= Hillel Schenker =

Hillel Schenker (הלל שנקר) is co-editor of the Palestine-Israel Journal, a Jerusalem-based independent English language quarterly founded and run by a group of Palestinian and Israeli academics and journalists.

==Career==
He was an editor of New Outlook, the Israeli peace monthly founded by Simha Flapan in the spirit of Martin Buber's philosophy of dialogue, and has written for The Guardian, The Nation, Los Angeles Times, L.A. Weekly, Tikkun, Israel Horizons, In These Times,The Times of Israel and the Israeli Hebrew language press. Schenker is a co-founder of the Peace Now movement, served for many years as spokesperson for the Israeli branch of International Physicians for the Prevention of Nuclear War and is an International Advisory Board member of the Global Majority Center for Nonviolent Conflict Resolution. He served as Vice Chair (2008-2012) and Chair (2012-2016) of Democrats Abroad - Israel, and is a member of the Policy Working Group, 25 Israeli former diplomats, academics, civil society activists and media people who promote support for a two-state solution in the international arena.
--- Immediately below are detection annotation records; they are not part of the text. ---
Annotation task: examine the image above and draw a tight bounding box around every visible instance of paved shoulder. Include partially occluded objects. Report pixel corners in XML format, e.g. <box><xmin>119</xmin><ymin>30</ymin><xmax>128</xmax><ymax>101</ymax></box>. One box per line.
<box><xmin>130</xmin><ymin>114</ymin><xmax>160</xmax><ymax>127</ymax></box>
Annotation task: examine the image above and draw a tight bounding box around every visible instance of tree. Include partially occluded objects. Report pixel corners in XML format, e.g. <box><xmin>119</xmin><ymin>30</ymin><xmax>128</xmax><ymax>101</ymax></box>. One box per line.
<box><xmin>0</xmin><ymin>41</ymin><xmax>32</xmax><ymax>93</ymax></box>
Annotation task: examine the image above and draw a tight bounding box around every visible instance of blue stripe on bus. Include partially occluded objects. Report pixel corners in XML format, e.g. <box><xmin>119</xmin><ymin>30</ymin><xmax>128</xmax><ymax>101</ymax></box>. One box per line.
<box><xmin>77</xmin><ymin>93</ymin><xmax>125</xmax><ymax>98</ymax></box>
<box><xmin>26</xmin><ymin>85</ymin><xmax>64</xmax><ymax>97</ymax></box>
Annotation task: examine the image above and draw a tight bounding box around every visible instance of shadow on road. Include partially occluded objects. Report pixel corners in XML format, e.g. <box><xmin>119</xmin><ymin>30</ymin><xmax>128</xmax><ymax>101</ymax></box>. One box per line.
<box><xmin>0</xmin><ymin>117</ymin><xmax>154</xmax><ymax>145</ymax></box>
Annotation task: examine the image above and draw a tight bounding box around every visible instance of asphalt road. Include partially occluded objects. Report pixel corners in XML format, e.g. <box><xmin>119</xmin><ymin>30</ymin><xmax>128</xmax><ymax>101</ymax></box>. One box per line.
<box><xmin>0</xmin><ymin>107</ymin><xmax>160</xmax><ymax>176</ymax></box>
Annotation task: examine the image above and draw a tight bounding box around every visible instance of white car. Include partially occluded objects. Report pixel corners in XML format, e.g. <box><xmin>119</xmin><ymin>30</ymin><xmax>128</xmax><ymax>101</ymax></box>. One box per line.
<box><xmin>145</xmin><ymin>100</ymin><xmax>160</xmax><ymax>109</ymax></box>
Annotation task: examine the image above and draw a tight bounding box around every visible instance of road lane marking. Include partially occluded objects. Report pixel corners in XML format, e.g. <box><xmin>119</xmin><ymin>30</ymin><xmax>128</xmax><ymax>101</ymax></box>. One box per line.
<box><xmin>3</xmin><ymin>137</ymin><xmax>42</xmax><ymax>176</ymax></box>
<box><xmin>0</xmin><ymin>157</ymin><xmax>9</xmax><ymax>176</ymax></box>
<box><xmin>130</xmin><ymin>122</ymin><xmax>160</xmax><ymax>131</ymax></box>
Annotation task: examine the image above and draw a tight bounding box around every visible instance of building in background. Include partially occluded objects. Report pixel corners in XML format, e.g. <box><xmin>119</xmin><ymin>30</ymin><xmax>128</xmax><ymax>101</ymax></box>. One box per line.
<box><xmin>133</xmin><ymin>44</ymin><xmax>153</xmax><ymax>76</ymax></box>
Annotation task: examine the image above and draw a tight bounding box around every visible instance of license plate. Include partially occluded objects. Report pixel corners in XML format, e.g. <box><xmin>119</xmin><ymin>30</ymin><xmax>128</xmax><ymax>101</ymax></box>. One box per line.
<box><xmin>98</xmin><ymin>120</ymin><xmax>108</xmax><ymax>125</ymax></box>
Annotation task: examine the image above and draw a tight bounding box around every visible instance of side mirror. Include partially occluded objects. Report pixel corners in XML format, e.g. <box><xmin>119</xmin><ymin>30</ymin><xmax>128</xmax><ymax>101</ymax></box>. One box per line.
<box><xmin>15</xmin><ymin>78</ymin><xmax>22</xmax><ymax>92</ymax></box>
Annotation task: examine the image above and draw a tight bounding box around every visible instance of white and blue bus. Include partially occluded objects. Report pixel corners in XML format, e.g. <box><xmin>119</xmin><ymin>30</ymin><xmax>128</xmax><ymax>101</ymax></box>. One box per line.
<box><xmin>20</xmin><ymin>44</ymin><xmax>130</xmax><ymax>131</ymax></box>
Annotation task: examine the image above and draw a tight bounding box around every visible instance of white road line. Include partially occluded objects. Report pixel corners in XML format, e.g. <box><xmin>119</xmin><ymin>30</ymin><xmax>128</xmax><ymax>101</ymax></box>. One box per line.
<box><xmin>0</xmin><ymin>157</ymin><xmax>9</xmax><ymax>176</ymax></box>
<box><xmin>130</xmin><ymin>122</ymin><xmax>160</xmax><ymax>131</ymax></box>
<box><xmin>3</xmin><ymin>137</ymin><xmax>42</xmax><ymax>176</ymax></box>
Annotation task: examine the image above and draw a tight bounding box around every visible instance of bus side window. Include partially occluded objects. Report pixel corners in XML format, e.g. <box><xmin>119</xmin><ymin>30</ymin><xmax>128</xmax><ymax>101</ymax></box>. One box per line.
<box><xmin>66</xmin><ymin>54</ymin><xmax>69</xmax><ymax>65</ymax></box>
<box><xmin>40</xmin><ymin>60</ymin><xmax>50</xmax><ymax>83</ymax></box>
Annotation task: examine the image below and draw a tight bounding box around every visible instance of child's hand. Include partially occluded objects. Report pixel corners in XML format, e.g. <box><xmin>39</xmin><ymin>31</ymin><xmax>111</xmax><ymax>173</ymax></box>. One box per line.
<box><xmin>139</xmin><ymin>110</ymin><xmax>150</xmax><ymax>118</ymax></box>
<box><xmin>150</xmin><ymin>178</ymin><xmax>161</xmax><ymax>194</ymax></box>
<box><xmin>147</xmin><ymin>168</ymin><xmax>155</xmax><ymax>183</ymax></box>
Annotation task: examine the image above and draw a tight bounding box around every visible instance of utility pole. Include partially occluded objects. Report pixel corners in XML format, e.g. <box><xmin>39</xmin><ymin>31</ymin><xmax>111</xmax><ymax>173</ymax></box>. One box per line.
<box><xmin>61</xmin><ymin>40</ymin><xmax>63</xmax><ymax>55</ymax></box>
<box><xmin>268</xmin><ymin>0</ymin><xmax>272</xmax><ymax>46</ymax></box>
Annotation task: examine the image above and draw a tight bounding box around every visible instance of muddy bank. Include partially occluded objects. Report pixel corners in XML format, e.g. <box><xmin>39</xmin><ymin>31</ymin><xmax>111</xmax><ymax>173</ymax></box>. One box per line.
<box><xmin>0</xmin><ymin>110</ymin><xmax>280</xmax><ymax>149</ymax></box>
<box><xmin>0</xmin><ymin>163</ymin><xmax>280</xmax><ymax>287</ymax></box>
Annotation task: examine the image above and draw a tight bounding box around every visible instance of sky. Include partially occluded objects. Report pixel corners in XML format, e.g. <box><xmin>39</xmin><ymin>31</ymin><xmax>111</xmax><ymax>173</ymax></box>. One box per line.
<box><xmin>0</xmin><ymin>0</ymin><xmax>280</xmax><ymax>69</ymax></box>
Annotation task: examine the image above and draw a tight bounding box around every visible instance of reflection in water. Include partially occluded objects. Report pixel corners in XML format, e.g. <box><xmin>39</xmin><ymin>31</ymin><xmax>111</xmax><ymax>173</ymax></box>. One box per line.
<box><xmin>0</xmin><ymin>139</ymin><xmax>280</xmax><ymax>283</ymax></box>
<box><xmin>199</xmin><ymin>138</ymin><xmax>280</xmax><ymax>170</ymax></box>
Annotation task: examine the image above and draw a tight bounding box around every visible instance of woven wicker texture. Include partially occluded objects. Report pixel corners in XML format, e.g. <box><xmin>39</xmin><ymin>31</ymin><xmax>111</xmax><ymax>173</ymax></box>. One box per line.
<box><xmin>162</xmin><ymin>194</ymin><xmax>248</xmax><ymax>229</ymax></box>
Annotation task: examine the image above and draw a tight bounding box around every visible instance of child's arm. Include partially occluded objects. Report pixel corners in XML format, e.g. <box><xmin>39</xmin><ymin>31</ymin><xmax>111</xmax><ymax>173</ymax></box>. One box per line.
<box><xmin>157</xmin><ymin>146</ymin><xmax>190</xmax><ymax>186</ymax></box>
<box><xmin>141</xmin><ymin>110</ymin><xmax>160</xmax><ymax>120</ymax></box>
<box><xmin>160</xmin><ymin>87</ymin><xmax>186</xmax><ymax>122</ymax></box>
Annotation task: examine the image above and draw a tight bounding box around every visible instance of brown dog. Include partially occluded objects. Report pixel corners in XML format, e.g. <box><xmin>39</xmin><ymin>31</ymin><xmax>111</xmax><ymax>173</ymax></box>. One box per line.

Schenker was the editor of "After Lebanon: The Israeli-Palestinian Connection" (The Pilgrim Press, 1983), and co-editor with Ziad Abu-Zayyad of "Islamophobia and Anti-Semitism" (Markus Wiener Publishers, Princeton, 2006). He translated "My War Diary" by Dov Yermiya (Pluto Press, London,1983 and South End Press, Boston, 1984) and "Under the Domim Tree" by Gila Almagor (Simon & Schuster, NY, 1995) from Hebrew to English.

==Awards==
In 2012, Schenker was jointly awarded the Outstanding Contribution to Peace Award, alongside his co-editor and founder of the Palestine-Israel Journal Ziad Abuzayyad at the eighth International Media Awards held on 5 May. In May 2024, Schenker was jointly awarded the "Ari Rath Prize for Critical Journalism" alongside Co-Editor Ziad AbuZayyad by the Bruno Kreisky Forum for International Dialogue" in Vienna.